Dal 1983 oltre a pubblicare come al solito titoli in modo torrenziale (moltissimo anche il materiale dal vivo, non importa se poi rielaborato in studio), Zappa ha sviluppato un’importante collaborazione con il “guru” delle avanguardie, Pierre Boulez, affidando molte sue opere alla direzione del maestro francese.



Nel suo percorso artistico ha poi scoperto il Synclavier, campionatorecomputer rivoluzionario per quegli anni in grado di riprodurre brani impossibili da suonare. Negli ultimi tempi, prima che il tumore lo porti alla morte, compie alcuni tour con un ensemble di dodici elementi con tanto di sezione fiati e un larghissimo uso dell’improvvisazione.

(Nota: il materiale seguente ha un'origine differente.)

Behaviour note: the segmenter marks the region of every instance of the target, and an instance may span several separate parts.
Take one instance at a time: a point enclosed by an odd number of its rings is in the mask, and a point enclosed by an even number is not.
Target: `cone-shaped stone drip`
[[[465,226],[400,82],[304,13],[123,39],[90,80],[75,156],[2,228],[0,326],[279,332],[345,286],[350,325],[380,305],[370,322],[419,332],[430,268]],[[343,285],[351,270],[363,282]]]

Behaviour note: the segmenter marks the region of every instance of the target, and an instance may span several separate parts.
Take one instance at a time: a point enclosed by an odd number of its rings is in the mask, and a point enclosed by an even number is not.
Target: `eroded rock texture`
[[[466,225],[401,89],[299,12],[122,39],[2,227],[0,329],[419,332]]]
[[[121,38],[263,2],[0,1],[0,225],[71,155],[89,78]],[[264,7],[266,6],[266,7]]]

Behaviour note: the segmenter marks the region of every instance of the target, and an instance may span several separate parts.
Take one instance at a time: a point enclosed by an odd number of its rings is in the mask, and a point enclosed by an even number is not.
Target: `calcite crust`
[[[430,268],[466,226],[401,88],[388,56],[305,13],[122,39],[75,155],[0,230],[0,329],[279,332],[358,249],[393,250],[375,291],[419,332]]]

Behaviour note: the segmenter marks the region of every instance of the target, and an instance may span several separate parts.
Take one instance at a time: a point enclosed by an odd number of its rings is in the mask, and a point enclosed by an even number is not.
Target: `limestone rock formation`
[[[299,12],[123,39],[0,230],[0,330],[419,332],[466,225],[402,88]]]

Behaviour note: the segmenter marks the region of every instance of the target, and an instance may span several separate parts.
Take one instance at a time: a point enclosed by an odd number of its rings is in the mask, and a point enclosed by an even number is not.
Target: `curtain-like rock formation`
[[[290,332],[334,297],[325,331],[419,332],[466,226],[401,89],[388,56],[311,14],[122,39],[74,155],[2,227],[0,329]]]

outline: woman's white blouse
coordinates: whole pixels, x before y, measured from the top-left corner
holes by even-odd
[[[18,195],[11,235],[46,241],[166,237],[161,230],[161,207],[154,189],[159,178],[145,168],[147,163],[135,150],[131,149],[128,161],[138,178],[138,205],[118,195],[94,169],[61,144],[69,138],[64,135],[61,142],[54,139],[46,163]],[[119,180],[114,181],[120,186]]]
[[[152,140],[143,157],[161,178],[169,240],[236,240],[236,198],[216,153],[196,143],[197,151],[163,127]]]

Frank Zappa in sintesi ha incarnato, con i suoi testi dalla satira tagliente e la sua enciclopedica estetica musicale, una delle figure più complesse e affascinanti della storia del rock, capace di oltrepassare le barriere fra i generi e di inventarne di nuovi.

Morte

Dopo aver lottato per diversi anni con un cancro alla prostata, il superbo inventore della musica, Frank Zappa, è prematuramente scomparso il 4 dicembre del 1993 presso la sua dimora a Los Angeles.

I funerali si svolsero – in forma privata – il giorno 5. L’ultima apparizione dal vivo di Zappa è stata quella con l’Ensemble Modern, a Francoforte, per l’ esecuzione di The Yellow Shark, nel settembre del 1992.